I have been doing a lot of "puzzling" the last couple of weeks after making my own clone of the Threaded Armor and their inserts, using some scaled down templates (1/5th scale) and a measured sheet of paper to match various lengths of fabric to trace onto to see how many I could make from different lengths by squeezing as much as possible out of it. Add on thread and elastics and I reckon I can make them for around £24-£26 per pair with inserts.
This is buying fabric from a store not a manufacturer and at resale price, no bulk discount, buying direct from suppliers on whole rolls might bring the cost down. It is also only using a large size template, smaller sizes may make more and bigger will make less due to room on the fabric. If you were selling you also have to account for packaging which depending on the size of the order and what you use could add a couple more £'s, as well as utility costs to run the machines and decent lighting.
So lets call it £26 to buy fabric in bulk and include the product, packaging, utilities and any paperwork (still not taking in delivery fees as this would in theory be paid for by the customer).
This is a lot better than the £56 they sell them for, if I made them and sold them for the same £56 they charge I would make £30 pure profit. which sounds like a lot... But...
Even if I had a decent sized studio in which all the space and equipment and materials I needed were readily available to just grab fabric and get going. After you take cutting it all out, piecing it together, threading elastics, sewing, serging, adding snaps, printing invoices/care instructions, packaging and dispatching into account it takes a lot of time.
The one prototype pair I made took a little over 4 hours from start to finish, so that's £30 / 4 = £7.50 per hour, at my age the UK's national minimum wage is £9.50 per hour. Now given this was a prototype and I was figuring it out as I went without really knowing how it was all going to go together I could probably, with a little practice and focus, get that down to under 3 hours which would be a £10 per hour wage.

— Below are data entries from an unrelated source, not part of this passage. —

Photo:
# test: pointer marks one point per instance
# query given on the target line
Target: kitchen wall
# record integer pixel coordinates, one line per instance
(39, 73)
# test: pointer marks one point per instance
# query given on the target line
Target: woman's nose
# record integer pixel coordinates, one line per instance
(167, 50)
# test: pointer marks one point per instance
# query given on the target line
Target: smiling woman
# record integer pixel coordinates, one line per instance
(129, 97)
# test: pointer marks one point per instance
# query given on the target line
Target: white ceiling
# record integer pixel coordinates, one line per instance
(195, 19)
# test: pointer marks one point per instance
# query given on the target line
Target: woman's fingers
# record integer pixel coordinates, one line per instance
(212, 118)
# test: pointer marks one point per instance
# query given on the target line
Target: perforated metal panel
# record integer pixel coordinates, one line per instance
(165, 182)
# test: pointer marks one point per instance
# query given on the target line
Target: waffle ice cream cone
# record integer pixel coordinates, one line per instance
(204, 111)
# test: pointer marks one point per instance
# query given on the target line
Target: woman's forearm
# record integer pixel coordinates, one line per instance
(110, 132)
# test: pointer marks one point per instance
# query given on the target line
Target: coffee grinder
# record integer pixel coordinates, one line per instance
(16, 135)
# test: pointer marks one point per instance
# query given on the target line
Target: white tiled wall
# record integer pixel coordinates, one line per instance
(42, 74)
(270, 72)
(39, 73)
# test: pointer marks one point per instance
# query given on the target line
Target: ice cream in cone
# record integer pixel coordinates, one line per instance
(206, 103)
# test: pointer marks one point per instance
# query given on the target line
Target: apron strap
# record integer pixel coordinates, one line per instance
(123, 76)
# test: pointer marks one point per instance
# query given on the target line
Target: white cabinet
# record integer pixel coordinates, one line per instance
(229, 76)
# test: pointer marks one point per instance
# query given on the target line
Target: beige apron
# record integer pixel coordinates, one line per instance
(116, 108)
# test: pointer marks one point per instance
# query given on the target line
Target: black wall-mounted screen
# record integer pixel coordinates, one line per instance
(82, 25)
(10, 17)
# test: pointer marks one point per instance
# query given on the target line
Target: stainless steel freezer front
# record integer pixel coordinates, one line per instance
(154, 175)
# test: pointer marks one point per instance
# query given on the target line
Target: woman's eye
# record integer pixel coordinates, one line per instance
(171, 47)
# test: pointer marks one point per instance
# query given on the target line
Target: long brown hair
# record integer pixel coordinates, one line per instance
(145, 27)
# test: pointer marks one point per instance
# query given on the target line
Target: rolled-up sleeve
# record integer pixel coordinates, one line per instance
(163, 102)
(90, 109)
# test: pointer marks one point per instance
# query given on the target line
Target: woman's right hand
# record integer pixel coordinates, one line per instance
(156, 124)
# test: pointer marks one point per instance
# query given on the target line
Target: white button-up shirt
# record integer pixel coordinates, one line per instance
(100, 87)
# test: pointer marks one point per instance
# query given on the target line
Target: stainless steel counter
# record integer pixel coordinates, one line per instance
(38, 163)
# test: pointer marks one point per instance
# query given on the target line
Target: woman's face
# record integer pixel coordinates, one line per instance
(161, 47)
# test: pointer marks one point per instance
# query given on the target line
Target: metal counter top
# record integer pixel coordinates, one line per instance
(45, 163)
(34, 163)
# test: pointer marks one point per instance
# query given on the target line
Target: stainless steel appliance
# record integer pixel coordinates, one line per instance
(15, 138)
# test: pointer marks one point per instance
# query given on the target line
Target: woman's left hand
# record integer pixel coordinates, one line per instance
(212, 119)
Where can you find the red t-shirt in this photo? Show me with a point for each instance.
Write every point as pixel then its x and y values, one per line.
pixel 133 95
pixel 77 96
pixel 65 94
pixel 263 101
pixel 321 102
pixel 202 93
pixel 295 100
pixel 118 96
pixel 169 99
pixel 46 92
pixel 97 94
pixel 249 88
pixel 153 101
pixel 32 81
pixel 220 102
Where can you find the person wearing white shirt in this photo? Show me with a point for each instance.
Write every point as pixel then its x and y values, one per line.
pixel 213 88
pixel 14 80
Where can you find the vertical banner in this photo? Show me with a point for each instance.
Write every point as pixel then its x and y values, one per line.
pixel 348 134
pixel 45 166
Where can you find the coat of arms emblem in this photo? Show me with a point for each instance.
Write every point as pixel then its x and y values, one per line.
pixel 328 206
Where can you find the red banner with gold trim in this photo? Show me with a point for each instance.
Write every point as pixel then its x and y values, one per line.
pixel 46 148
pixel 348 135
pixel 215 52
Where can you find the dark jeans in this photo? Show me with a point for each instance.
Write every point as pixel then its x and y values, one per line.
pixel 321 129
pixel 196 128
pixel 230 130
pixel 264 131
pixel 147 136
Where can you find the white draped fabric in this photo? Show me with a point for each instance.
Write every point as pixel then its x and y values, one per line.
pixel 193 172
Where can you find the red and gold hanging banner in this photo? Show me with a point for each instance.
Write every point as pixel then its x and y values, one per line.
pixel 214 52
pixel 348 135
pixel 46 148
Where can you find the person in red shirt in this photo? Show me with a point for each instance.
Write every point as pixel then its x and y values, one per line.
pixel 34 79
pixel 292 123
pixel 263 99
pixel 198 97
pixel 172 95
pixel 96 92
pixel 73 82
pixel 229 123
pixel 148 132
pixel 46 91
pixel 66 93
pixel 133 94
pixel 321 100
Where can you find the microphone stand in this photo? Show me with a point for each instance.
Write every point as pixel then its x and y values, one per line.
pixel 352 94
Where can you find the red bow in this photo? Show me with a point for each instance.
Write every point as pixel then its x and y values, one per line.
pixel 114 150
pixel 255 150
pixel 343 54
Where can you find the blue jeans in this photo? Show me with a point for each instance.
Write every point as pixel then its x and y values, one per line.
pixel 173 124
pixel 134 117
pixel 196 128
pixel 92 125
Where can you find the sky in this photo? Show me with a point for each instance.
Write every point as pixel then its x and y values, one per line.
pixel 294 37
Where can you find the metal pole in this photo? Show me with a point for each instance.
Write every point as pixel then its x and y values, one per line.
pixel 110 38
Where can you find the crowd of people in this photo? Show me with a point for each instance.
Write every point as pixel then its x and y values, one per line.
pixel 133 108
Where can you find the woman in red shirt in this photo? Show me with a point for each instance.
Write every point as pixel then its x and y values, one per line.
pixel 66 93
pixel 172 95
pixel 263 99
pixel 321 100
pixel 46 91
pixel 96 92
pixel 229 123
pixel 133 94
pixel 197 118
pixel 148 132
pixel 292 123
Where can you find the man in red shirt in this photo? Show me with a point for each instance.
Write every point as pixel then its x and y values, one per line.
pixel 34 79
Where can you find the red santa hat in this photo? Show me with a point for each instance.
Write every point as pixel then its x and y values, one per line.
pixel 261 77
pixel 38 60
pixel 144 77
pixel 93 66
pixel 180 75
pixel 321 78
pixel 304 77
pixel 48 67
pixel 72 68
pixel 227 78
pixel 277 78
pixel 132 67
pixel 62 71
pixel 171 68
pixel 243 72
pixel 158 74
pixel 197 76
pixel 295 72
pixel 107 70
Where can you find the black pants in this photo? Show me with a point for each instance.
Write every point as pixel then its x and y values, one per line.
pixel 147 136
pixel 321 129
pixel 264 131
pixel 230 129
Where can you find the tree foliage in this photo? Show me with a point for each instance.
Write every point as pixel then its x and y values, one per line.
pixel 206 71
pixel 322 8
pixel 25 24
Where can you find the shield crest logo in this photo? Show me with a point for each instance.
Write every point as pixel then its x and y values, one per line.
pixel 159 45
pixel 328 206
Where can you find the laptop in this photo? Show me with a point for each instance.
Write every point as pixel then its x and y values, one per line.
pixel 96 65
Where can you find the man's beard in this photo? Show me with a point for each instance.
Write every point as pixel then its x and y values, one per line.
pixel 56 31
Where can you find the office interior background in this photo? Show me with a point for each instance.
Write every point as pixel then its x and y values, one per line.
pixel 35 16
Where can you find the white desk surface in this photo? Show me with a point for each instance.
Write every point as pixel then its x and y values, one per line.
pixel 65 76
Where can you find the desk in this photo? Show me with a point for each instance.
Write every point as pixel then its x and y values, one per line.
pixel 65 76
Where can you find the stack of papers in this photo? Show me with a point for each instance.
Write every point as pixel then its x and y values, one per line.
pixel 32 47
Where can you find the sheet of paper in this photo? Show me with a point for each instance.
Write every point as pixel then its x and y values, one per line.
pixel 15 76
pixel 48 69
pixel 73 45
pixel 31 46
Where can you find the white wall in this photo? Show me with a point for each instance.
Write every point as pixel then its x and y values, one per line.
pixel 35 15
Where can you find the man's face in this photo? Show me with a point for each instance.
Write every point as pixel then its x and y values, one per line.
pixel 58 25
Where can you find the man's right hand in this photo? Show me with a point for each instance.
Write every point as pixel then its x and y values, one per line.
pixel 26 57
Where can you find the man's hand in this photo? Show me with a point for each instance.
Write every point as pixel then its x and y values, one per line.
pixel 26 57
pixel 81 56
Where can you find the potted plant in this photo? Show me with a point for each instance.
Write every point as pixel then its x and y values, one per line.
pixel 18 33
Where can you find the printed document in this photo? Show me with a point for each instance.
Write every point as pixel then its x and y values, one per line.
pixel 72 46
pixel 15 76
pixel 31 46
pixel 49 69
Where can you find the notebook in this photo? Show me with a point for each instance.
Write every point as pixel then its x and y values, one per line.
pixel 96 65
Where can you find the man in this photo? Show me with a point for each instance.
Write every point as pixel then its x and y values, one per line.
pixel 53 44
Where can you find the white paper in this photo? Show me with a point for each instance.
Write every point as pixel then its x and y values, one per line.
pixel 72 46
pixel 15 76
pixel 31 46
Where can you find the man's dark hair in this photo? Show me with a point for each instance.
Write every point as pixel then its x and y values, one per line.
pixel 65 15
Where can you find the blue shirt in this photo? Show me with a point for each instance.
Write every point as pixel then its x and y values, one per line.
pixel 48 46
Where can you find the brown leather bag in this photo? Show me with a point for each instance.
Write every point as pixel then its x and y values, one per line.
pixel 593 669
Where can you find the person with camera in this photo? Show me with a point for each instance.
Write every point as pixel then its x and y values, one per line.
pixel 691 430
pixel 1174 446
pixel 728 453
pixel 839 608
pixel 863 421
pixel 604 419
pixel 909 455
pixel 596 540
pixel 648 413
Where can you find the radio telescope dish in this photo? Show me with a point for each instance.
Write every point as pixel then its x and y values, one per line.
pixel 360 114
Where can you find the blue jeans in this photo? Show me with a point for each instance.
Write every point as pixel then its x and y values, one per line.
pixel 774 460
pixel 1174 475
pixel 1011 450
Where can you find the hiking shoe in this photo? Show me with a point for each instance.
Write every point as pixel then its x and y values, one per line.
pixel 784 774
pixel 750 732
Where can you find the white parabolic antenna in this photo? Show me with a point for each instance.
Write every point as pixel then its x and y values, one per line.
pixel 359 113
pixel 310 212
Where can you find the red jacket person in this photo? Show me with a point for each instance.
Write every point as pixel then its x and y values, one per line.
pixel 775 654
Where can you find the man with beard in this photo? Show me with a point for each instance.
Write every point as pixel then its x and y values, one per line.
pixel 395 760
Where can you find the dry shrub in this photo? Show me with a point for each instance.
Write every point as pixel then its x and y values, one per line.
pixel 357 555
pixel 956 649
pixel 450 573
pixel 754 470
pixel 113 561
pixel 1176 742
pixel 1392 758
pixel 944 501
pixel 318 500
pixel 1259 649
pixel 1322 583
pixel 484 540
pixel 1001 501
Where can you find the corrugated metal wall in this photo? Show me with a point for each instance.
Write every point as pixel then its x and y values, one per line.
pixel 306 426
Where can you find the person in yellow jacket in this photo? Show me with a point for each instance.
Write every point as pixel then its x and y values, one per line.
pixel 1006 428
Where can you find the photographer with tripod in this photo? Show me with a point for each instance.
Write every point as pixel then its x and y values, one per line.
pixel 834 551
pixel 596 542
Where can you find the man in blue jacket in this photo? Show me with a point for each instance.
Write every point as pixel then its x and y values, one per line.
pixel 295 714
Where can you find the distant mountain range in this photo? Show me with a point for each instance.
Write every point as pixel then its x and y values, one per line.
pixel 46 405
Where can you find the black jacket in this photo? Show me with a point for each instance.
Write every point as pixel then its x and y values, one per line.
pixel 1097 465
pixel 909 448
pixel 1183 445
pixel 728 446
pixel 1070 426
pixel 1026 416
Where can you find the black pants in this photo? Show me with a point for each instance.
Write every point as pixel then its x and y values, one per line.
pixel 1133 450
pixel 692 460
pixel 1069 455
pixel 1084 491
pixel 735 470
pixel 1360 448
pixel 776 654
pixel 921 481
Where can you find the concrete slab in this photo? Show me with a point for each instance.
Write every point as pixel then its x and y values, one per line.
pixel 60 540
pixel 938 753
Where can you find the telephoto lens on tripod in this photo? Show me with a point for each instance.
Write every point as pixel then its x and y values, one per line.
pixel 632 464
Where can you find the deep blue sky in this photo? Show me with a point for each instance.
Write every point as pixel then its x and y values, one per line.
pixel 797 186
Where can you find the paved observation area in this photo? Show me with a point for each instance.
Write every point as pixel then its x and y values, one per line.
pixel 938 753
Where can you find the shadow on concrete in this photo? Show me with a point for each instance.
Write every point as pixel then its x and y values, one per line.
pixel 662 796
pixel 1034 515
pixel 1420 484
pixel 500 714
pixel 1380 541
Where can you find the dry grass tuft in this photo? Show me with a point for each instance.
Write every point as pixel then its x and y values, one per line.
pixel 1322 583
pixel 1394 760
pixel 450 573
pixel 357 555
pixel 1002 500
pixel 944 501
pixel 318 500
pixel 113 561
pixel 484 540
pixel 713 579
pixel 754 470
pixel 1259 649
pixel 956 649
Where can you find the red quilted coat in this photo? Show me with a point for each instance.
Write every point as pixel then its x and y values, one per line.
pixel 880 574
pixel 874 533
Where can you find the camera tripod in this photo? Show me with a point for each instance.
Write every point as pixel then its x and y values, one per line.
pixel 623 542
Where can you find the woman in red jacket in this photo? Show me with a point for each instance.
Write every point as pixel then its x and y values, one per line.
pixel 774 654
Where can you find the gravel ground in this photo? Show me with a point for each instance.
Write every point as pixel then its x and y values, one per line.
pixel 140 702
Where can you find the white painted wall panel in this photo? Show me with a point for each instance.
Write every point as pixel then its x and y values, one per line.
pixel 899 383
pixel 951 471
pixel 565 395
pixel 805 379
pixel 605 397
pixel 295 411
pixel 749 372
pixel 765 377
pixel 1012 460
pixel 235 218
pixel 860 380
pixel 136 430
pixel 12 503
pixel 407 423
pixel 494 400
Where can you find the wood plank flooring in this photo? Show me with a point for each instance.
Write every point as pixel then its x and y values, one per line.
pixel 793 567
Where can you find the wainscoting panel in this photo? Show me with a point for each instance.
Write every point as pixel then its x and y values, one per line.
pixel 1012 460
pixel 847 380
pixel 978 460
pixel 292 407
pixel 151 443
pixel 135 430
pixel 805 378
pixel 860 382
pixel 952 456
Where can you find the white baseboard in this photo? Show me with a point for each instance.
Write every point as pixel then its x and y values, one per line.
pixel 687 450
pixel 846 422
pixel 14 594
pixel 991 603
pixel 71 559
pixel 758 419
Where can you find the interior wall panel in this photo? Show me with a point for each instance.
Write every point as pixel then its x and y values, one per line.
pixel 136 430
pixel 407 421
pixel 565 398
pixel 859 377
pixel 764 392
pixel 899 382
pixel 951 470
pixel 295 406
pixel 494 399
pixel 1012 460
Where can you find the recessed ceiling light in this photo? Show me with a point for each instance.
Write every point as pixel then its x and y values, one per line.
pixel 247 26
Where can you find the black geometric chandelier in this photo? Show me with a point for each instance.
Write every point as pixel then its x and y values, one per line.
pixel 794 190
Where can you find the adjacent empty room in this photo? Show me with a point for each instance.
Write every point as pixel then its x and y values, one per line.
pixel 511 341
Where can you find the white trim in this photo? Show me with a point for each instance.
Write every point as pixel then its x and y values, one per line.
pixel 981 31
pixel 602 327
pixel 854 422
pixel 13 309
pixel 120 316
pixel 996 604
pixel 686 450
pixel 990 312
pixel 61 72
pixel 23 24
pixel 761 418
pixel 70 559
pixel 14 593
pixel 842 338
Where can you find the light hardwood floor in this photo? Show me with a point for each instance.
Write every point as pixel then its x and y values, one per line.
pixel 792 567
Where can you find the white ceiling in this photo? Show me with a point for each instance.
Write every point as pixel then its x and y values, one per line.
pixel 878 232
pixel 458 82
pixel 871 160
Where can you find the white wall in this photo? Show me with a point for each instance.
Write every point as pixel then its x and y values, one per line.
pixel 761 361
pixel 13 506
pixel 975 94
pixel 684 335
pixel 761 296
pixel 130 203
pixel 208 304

An important aspect of this is having enough orders coming in at any one time to keep going, if I had enough orders that I could work in bulk, all the cutting/serging/elastics etc. at once, this would save a little bit of time but I would still only be able to make maybe 3 or 4 in an 8 hour day which would bring that wage up to £15 an hour but that's working solidly for 8 hours, no mistakes, no breaks. Making that many at a time consistently there is wear on equipment (needles, blades, scissors, chalks, machine oils etc.) so probably closer to £13 per hour, not exactly an enticing wage for the amount of work it would take with no guarantee there will be enough orders to fill everyday like that each month.